Zwar gebe es bereits in einigen Punkten steuerrechtliche Klarheit. So seien Kursgewinne für Privatpersonen nach einem Jahr steuerfrei, zudem sei die First-in-first-out-Methode weitgehend unstrittig. Letztere geht bei der Gewinnermittlung davon aus, dass zuerst angeschaffte Coins auch zuerst veräußert wurden. Demgegenüber stünden laut Schäffler etliche Detailfragen, die sich immer noch in einem steuerrechtlichen Graubereich bewegen und kein festes Regelwerk besitzen. So sei beispielsweise nach wie vor unklar, wie selbst erzeugte Kryptowährungen besteuert werden müssen. Gleiches gelte für den Fall, dass aus Bitcoins eine neue Währung (Bitcoin-Cash) erzeugt wird. „Die Finanzverwaltung drückt sich um dieses Thema und Anleger stehen in einem Rechtsstaat mit einem Bein in der Illegalität“, fasst Schäffler zusammen. „Das ist ärgerlich.“

Auch Steuerrechtsprofessor Joerg Andres sieht offene Fragen in Bezug auf die Besteuerung von digitalen Gewinnen. „Zunächst einmal wird es erforderlich sein, herauszuarbeiten, was eigentlich unter welchen Voraussetzungen besteuert werden soll“, sagt er und konkretisiert: „Blockchain ist nicht gleich Kryptowährung und es gibt nahezu 10.000 verschiedene Kryptowährungen.“ Gerade private Anleger, die sich im Bereich des „Schaffens“ von Kryptowährungen engagieren, wüssten oft nicht, wie die Finanzverwaltung dies bei der Besteuerung behandle.

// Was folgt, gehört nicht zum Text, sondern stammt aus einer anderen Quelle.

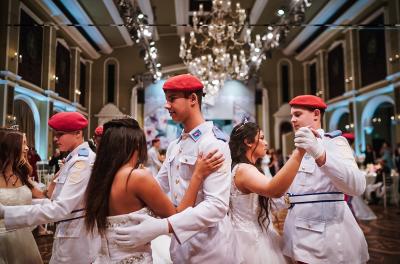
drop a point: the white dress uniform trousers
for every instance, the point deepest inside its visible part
(326, 232)
(203, 234)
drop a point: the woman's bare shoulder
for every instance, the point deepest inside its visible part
(136, 176)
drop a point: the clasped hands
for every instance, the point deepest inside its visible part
(2, 211)
(306, 139)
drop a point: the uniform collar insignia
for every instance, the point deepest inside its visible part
(196, 135)
(83, 152)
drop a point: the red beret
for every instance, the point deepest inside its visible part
(68, 121)
(348, 136)
(184, 83)
(308, 101)
(98, 131)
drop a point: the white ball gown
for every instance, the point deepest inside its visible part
(256, 246)
(17, 246)
(111, 253)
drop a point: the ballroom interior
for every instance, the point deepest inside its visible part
(108, 59)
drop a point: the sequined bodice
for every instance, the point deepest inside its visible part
(110, 252)
(244, 208)
(14, 196)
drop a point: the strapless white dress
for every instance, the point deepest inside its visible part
(255, 245)
(110, 252)
(17, 246)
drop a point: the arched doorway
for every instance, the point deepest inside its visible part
(382, 128)
(286, 137)
(377, 123)
(25, 118)
(340, 119)
(344, 123)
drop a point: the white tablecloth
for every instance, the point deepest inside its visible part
(394, 192)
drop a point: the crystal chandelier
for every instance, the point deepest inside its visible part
(139, 30)
(220, 47)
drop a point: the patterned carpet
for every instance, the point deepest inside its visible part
(383, 237)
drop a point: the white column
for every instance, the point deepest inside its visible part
(266, 124)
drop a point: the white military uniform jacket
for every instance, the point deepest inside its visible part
(153, 163)
(326, 232)
(203, 234)
(72, 243)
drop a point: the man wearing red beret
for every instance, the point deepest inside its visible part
(98, 133)
(65, 204)
(202, 234)
(153, 161)
(319, 227)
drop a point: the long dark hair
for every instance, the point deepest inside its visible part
(242, 132)
(121, 138)
(11, 155)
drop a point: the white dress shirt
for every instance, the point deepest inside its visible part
(326, 232)
(203, 234)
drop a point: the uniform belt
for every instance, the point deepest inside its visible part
(324, 197)
(75, 214)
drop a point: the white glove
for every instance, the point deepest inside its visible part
(305, 139)
(1, 211)
(146, 229)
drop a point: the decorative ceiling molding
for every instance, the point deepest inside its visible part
(81, 16)
(60, 19)
(326, 12)
(174, 68)
(113, 11)
(257, 11)
(146, 8)
(182, 15)
(345, 19)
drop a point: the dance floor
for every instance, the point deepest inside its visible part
(383, 237)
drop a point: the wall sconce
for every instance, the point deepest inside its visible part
(395, 58)
(349, 80)
(17, 57)
(395, 119)
(11, 121)
(55, 78)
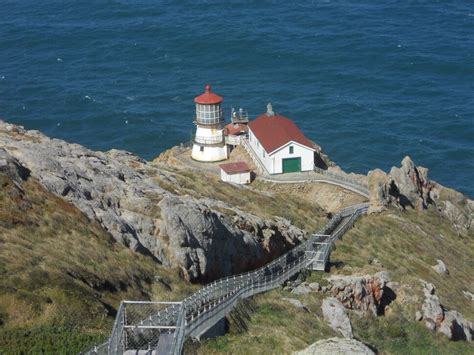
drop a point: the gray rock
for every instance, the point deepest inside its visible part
(302, 289)
(440, 268)
(294, 302)
(456, 327)
(448, 322)
(122, 192)
(12, 168)
(379, 191)
(469, 295)
(363, 293)
(336, 346)
(336, 316)
(407, 186)
(315, 286)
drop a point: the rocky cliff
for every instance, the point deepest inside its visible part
(124, 194)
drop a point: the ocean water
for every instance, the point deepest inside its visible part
(370, 81)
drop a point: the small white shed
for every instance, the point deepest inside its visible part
(237, 173)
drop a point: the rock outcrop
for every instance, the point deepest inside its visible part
(407, 186)
(205, 242)
(336, 346)
(449, 322)
(336, 316)
(365, 293)
(412, 185)
(123, 193)
(440, 267)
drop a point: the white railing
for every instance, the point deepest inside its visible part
(198, 312)
(260, 167)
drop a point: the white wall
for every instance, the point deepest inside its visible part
(239, 178)
(306, 154)
(274, 164)
(210, 153)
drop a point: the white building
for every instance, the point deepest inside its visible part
(238, 173)
(209, 144)
(279, 144)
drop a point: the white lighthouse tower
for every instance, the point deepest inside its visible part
(209, 144)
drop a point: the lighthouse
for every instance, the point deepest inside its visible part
(209, 144)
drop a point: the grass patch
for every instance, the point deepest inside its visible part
(63, 277)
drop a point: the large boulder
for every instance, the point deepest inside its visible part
(379, 191)
(413, 185)
(448, 322)
(407, 186)
(336, 346)
(12, 168)
(336, 316)
(208, 244)
(364, 293)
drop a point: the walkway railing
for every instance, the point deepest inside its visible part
(200, 311)
(344, 179)
(260, 167)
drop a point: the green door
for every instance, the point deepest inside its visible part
(291, 165)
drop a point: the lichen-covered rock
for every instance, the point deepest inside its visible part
(12, 168)
(379, 191)
(207, 244)
(336, 346)
(448, 322)
(336, 316)
(440, 267)
(412, 183)
(362, 293)
(295, 302)
(122, 192)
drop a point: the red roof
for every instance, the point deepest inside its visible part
(275, 131)
(208, 97)
(234, 129)
(235, 168)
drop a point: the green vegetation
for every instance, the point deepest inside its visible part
(300, 212)
(407, 244)
(62, 276)
(267, 324)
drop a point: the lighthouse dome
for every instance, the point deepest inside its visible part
(208, 98)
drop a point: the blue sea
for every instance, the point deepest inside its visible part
(370, 81)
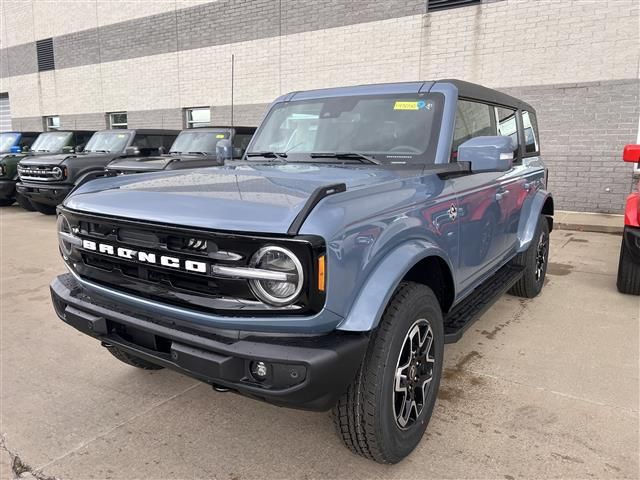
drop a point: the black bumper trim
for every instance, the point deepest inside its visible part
(7, 188)
(44, 193)
(305, 372)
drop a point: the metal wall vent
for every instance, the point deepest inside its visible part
(435, 5)
(44, 49)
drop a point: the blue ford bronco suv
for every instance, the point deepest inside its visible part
(365, 228)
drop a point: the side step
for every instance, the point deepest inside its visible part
(479, 301)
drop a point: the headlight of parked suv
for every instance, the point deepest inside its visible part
(58, 173)
(287, 275)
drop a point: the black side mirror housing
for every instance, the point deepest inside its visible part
(487, 154)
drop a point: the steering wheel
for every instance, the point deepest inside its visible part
(405, 149)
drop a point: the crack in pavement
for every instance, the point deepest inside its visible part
(19, 467)
(116, 427)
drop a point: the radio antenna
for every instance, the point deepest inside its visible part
(232, 74)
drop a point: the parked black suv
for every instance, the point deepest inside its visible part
(46, 180)
(194, 148)
(47, 143)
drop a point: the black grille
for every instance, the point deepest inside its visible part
(44, 50)
(435, 5)
(177, 286)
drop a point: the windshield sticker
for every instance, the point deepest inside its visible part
(406, 105)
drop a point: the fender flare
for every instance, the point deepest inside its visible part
(366, 311)
(529, 223)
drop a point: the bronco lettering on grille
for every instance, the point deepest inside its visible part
(145, 257)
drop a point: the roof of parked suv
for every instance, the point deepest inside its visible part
(218, 127)
(465, 90)
(145, 131)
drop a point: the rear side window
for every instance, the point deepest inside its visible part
(508, 126)
(530, 126)
(473, 119)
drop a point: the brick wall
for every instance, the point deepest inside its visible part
(583, 129)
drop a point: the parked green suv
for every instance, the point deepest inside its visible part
(67, 141)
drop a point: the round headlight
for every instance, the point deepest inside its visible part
(66, 238)
(277, 260)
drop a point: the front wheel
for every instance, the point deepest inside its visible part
(44, 208)
(628, 272)
(385, 411)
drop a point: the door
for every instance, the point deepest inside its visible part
(482, 200)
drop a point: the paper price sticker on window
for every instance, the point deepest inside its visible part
(411, 105)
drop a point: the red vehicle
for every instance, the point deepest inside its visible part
(629, 266)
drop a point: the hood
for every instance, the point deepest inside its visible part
(247, 198)
(57, 159)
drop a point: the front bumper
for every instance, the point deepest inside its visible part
(309, 372)
(47, 194)
(7, 188)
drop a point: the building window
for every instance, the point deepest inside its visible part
(117, 120)
(52, 123)
(197, 117)
(435, 5)
(44, 53)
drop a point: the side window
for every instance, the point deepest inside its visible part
(530, 126)
(508, 127)
(473, 119)
(240, 143)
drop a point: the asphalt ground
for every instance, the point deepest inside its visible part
(535, 389)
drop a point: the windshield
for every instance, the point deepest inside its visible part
(107, 142)
(8, 140)
(51, 142)
(198, 141)
(389, 128)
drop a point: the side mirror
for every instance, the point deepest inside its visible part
(631, 153)
(131, 152)
(224, 150)
(487, 154)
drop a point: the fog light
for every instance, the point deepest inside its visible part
(259, 371)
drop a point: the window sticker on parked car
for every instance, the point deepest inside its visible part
(412, 105)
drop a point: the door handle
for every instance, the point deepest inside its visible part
(501, 194)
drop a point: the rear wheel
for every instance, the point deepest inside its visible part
(44, 208)
(628, 272)
(534, 260)
(24, 202)
(132, 359)
(385, 411)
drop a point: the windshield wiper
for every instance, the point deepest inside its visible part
(267, 154)
(346, 156)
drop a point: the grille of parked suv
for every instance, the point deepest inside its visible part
(177, 286)
(39, 173)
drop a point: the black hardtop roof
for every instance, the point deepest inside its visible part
(145, 131)
(218, 127)
(479, 92)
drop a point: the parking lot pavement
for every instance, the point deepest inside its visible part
(537, 388)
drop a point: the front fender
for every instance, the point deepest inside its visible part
(367, 310)
(531, 211)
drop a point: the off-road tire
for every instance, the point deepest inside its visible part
(132, 359)
(364, 416)
(25, 203)
(44, 208)
(530, 284)
(628, 272)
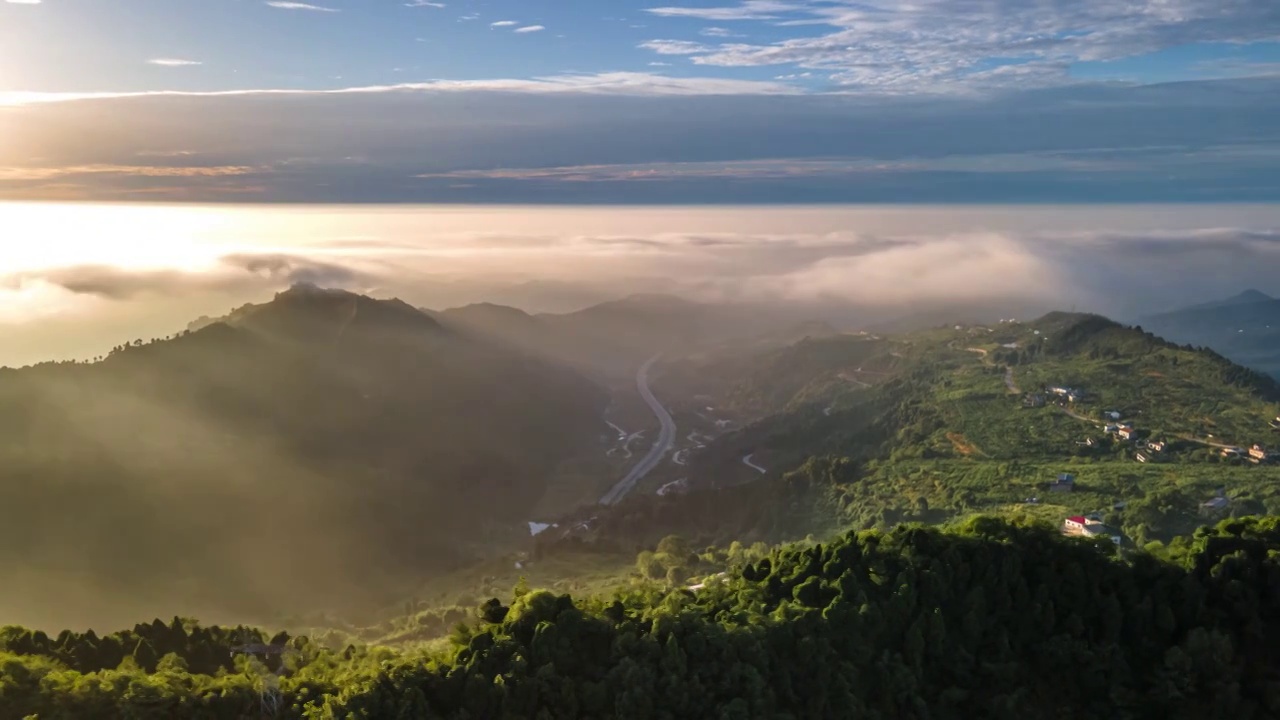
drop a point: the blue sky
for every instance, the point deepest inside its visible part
(575, 100)
(90, 45)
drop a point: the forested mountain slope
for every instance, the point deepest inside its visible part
(938, 424)
(990, 621)
(1246, 328)
(613, 338)
(324, 442)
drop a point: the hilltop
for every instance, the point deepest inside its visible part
(933, 425)
(1244, 328)
(319, 445)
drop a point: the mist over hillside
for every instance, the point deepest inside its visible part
(854, 267)
(310, 451)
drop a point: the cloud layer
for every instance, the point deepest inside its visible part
(954, 45)
(864, 264)
(617, 139)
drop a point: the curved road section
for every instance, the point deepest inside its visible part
(659, 450)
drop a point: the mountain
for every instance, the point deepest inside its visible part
(323, 442)
(1244, 328)
(935, 425)
(613, 338)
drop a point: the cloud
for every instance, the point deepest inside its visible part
(284, 5)
(944, 45)
(673, 46)
(45, 173)
(746, 10)
(173, 62)
(233, 273)
(739, 141)
(864, 264)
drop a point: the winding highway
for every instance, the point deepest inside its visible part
(659, 450)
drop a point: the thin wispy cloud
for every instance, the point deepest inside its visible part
(748, 10)
(675, 46)
(286, 5)
(933, 45)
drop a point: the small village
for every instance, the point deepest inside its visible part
(1144, 450)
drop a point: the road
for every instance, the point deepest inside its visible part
(1009, 381)
(659, 450)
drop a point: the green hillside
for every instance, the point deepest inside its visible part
(992, 620)
(319, 446)
(945, 423)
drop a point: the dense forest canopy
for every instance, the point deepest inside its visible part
(991, 620)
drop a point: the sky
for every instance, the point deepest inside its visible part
(574, 101)
(78, 279)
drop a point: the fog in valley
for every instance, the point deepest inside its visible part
(77, 281)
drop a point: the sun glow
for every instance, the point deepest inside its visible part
(41, 236)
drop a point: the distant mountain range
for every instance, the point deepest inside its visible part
(1244, 328)
(312, 446)
(612, 338)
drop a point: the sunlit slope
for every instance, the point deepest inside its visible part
(323, 440)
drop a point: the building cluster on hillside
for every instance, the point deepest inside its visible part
(1091, 527)
(1064, 483)
(1069, 393)
(1123, 431)
(1151, 451)
(1217, 505)
(1256, 454)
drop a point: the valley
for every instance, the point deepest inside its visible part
(668, 475)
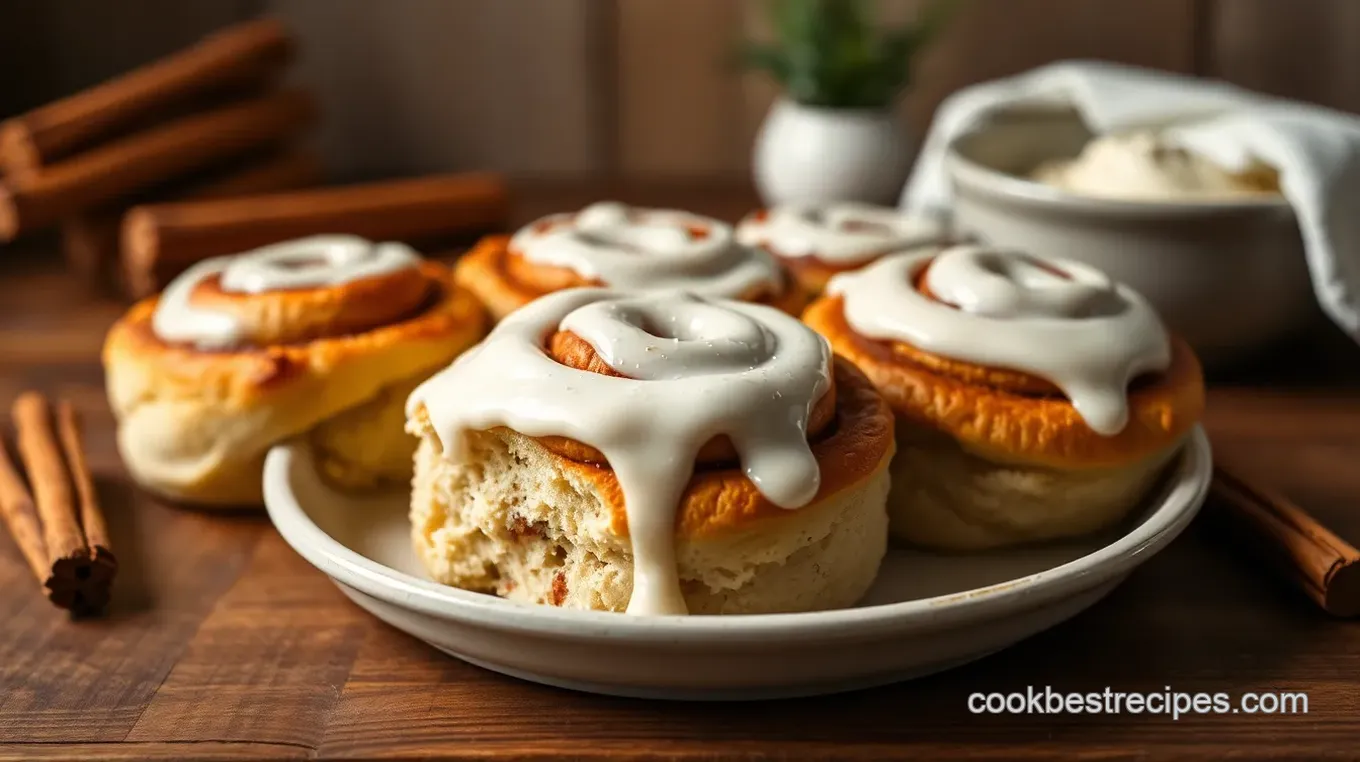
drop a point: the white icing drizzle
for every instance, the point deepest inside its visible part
(649, 249)
(1054, 319)
(305, 263)
(843, 233)
(697, 368)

Rechtliche Rahmen und abschließende Gerichtsentscheidungen würden fehlen.  

Erfassen die Steuergesetze Bitcoin & Co.?

So stufte das Finanzgericht Berlin-Brandenburg beispielsweise den Handel mit Bitcoins als privates Veräußerungsgeschäft ein, da beim Tausch von Bitcoins in Euro ein sogenannter Veräußerungsgewinn erzielt werde. Nach dem Einkommenssteuergesetz sind darauf Steuern fällig – vorausgesetzt, der Gewinn wurde in einer Haltefrist von weniger als einem Jahr erwirtschaftet. Liegt die Haltefrist über einem Jahr, fallen keine Steuern an. Das Finanzgericht Nürnberg betrachtete es hingegen als fraglich, ob Krypto-Gewinne überhaupt steuerlich relevant sind.

„Es muss überhaupt erstmal grundlegend geklärt werden, ob Kryptowährungen von den Steuergesetzen erfasst werden. Das ist keineswegs so selbstverständlich, wie es die Bundesregierung darstellt“, sagt Fachanwalt Philipp Hornung. Indes bleibt unklar, wann mit einer finalen Abstimmung von Bund und Ländern zur Kryptobesteuerung zu rechnen ist. Einen konkreten Zeitpunkt zur Veröffentlichung des Schreibens nannte das BMF nicht.